Economists call it the 'utility function', which is what the free man uses to evaluate the things he wants. In other words, if he wants a Prius, he will pay for one, bidding it up and allowing Toyota to sell more or increase the price (do we all remember the demand curve, class?). The utility function is a computation of all the priorities in a rational entity that results in the allocation of resources to achieve the entity's ends.
So, when you say that price is not the sole component of a rational decision, you have seriously missed the point. Price is more a result of the decision process. Price is what you have after you have computed a given thing's worth in comparison to all the other things you could have bought.
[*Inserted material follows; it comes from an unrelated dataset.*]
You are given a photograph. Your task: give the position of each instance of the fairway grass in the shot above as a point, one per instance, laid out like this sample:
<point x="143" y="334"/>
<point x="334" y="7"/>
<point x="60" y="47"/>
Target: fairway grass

In other words, when you're looking at soda, you may decide to buy the generic brand so you can get chips too, which signals as a result that the quality of the soda isn't as important as the getting of chips. Alternatively, you may forego the chips because you feel you need the better quality soda, which validates the higher price.
Yes, price is a component of the consumer's decision and cost (the prices a producer pays) is a component of the producer's decision, but the thrust of price theory is that where the two prices (consumer and producer) meet is a result of all kinds of calculations, or, in the case of most people and soda, a whim.
What I'm trying to say is that the statement that the market will signal price as an indication of overall systemic interest in a thing is not a dogma at all; it is a rational observation as valid as that things fall and we call this gravity. Price theory is pretty darn easy to defend as theories go. It is those that wish to regulate prices that must resort to normative tactics, as they say they know better than the accumulated wishes of the unwashed what those wishes ought to be and thus are entitled to mess around with price.
Well, welcome to another interesting fact that price theory predicts: force the price down and there will be not enough of the thing to go around, causing lines, frustrated consumers and things like blackouts. This is because producers can't afford to grow production and don't see an adequate profit margin so slow production until they do. Force the price up artificially and people quit buying it so much, which can lead to a reduction in profits as the cost increases due to reduced scale coupled with a reduction in innovation in the sector because profits are locked in.
Pretty much any time price gets decoupled from the market, distortions follow, which the utopists argue can be mended with more/more effective governance, but, in reality, it is merely people trying to eke out happiness however they can, which may mean circumventing government controls no matter how necessary or well-intentioned. This is what man does, has been observed to do since the dawn of time, and will continue to do no matter how much he's told not to. That is why the price theory remains positive rather than normative: it is an observation of what man does, rather than an attempt to change what man does to fit some neat pet theory.